Lantaran diduga
mencabuli santrinya, seorang kiai di Desa Kasilir, Kecamatan Wuluhan, Kabupaten
Jember digeruduk 50 orang. Massa menuntut pertanggungjawabannya setelah
mengetahui bahwa si santri genap mengandung 4 bulan. Apabila dugaan tersebut
benar, maka tentu apa yang diperbuat telah menjatuhkan kehormatan, kewibawaan,
serta kharisma kiai.
Bagi masyarakat
perdesaan, ulama atau kiai adalah sosok yang dimuliakan, dihormati serta
dianggap mempunyai banyak kontribusi. Sejak dahulu hingga sekarang, orang desa
senantiasa mengakui eksistensi kiai. Betapa khazanah peradaban negeri ini genap
diwarnai dengan posisi dan fungsi kiai dalam ruang publik. Fondasi Negara
Kesatuan Republik Indonesia (NKRI) semakin dikukuhkan dengan hadirnya kiai
dalam kehidupan bermasyarakat, berbangsa, dan bernegara.
Penentang
Kolonialisme
Hengkangnya penguasa
kolonial dari bumi pertiwi berutang budi pada kiai. Sikap, perilaku, serta
sepak terjang kiai merupakan ancaman nyata bagi penjajah Belanda dalam ikhtiar
menyelundupkan misi kolonialisme.

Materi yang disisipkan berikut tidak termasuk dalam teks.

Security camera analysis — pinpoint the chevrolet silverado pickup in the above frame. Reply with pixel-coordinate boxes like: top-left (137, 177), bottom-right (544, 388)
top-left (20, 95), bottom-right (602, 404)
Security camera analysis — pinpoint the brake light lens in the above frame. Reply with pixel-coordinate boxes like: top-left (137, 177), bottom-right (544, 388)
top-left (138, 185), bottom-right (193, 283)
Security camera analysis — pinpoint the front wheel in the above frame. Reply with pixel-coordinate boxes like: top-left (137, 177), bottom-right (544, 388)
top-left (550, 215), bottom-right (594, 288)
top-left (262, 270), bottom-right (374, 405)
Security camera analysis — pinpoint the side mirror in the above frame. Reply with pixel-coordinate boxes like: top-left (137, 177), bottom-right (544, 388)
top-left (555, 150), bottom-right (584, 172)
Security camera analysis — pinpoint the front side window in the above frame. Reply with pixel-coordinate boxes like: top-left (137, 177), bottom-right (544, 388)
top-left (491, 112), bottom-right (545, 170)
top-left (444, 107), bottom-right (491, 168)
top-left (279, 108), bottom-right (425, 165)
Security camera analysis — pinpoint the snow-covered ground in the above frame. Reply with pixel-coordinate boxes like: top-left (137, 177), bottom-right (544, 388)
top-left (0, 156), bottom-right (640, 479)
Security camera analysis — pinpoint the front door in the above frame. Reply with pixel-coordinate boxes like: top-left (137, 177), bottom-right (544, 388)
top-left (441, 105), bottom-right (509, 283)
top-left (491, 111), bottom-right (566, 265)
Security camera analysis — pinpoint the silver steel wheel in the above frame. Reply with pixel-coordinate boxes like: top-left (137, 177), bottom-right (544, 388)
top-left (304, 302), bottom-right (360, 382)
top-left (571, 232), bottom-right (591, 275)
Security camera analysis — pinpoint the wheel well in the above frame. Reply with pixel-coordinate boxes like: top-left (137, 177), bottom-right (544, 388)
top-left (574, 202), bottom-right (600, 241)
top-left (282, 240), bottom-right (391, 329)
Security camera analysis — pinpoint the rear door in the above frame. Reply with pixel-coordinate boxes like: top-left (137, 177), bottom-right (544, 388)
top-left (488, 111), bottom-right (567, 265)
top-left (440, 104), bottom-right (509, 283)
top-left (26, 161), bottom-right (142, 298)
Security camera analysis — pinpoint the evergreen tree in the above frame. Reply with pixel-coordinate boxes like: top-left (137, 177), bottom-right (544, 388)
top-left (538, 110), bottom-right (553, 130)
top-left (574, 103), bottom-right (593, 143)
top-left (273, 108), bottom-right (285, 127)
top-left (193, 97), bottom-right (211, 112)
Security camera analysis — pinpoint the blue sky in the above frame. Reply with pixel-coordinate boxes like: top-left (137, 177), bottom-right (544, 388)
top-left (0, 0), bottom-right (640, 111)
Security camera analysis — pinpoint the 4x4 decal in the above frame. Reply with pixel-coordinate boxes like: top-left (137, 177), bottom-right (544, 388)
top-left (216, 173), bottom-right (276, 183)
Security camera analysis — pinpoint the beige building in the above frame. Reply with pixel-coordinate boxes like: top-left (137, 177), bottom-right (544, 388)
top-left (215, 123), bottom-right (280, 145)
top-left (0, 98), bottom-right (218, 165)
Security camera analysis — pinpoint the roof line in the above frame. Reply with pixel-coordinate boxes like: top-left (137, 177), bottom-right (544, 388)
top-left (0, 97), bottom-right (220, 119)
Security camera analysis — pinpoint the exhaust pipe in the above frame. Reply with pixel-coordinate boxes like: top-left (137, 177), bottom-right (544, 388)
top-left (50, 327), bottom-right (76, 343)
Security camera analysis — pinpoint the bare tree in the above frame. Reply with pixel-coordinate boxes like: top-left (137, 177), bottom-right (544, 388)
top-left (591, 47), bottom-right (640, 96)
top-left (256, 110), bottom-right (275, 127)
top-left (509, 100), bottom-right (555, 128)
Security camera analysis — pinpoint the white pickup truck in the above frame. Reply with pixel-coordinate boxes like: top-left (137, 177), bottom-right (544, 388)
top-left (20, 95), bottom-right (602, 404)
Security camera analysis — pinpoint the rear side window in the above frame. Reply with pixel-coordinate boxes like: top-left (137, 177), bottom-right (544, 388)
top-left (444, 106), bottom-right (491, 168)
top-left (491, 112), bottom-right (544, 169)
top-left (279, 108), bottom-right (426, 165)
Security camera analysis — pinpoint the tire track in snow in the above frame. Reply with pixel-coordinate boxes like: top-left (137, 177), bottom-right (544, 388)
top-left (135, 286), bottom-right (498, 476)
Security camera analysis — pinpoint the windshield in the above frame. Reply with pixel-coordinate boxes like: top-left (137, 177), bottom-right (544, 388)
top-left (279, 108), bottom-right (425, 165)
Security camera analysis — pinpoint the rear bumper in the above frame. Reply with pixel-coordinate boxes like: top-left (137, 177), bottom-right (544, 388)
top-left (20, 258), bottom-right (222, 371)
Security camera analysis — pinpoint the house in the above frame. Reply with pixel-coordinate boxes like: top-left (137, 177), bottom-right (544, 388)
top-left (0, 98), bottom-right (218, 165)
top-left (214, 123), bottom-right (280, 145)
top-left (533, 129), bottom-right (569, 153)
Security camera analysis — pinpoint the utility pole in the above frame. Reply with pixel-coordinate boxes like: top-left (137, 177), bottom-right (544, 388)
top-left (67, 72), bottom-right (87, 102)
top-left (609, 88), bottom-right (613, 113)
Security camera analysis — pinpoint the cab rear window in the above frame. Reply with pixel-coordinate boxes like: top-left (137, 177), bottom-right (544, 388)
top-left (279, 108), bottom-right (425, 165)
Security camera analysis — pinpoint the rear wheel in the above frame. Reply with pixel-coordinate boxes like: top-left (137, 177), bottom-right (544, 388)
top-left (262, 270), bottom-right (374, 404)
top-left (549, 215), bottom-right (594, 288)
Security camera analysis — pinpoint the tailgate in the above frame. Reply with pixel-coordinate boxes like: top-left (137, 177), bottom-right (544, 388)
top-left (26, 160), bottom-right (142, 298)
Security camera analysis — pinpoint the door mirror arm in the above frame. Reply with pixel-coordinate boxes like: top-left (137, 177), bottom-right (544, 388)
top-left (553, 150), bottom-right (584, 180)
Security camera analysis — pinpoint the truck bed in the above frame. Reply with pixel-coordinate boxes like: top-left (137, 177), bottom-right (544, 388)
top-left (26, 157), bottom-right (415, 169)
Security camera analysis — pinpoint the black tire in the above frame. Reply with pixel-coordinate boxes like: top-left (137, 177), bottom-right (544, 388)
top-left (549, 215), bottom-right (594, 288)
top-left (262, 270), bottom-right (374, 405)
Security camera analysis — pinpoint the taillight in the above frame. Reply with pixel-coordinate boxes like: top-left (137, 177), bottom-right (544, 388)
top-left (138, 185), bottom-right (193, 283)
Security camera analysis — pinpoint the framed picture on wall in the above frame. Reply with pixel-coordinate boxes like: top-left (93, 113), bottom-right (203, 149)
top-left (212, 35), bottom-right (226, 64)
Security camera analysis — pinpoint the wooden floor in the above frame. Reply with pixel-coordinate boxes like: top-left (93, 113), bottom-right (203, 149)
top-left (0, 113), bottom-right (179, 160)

Hasrat menundukkan, menguasai, serta mengeruk
kekayaan Nusantara memperoleh tantangan serius dari kiai. Dengan berbagai cara,
kiai menebarkan bibit-bibit perlawanan rakyat, supaya tiang kolonialisme di
negeri ini roboh. Nafsu berkuasa kaum kolonial ternyata diimbangi dengan
militansi kebangsaan yang ditunjukkan oleh kiai.
Perlawanan yang
tersusun secara rapi pertama kali tercipta pada penghujung abad ke-19. Pada
tahun 1895, berdasarkan catatan Kuntowijoyo, pihak Belanda kerap mencurigai
Kiai Semantri atau Kiai Lanceng yang diduga menghembuskan perasaan anti
kolonial kepada penduduk desa Prajan, subdistrik Darmacamplong, Sampang,
Madura.
Kecurigaan menjadi
alasan pemerintah Belanda menugaskan sejumlah orang untuk beberapa kali
menangkapnya, meskipun akhirnya menerima kenyataan pahit. Dalam berbagai
kesempatan, masyarakat desa nekat mengulurkan perlindungan terhadap Kiai
Semantri sekaligus mengusir utusan Belanda tersebut. (Komaruddin Hidayat dan
Putut Widjanarko [peny.], 2008: 446).
Patriotisme
dan Nasionalisme
Tumbuhnya jiwa
patriotisme di negeri ini tak luput dari getolnya kiai dalam meniupkan semangat
perjuangan pada generasi muda. Bagaimanapun, rasa cinta terhadap tanah air
mesti dibuktikan dengan jiwa dan raga. Demi menegakkan martabat dan harga diri
negara (nation), kiai mewariskan nilai,
prinsip, serta etos mulia. Upaya mempertahankan kedaulatan negara dari cabikan
musuh diwujudkan melalui konsep nasionalisme. Selain peneguhan jatidiri dan identitas
kebangsaan, harapannya agar ikatan kebersamaan dalam diri setiap warga negara
senantiasa terpelihara.
Patriotisme dan
nasionalisme semakin menggema ketika Resolusi Jihad terbit. Mengutip buku Traditionalist Muslims in A Modernizing
World: The Nahdlatul Ulama and Indonesia’s New Order Politics, Factional
Conflict and The Search for a New Discourse karangan Martin van Bruinessen
(1999: 60), imbas Resolusi Jihad cukup terasa di Jawa Timur. Keluarnya resolusi
ini direspons secara langsung dengan pembentukan pasukan non-reguler bernama
Sabilillah.
Pada 10 November 1945,
kaum muda NU terlibat aktif dalam pemberontakan massal. Mengenakan jimat
pemberian kiai desa, mereka melancarkan perlawanan terhadap tentara Inggris
yang mendarat di Surabaya. Secara tidak langsung kiai desa berandil besar dalam
memompa motivasi para pejuang dan memantik heroisme Arek-arek Suroboyo.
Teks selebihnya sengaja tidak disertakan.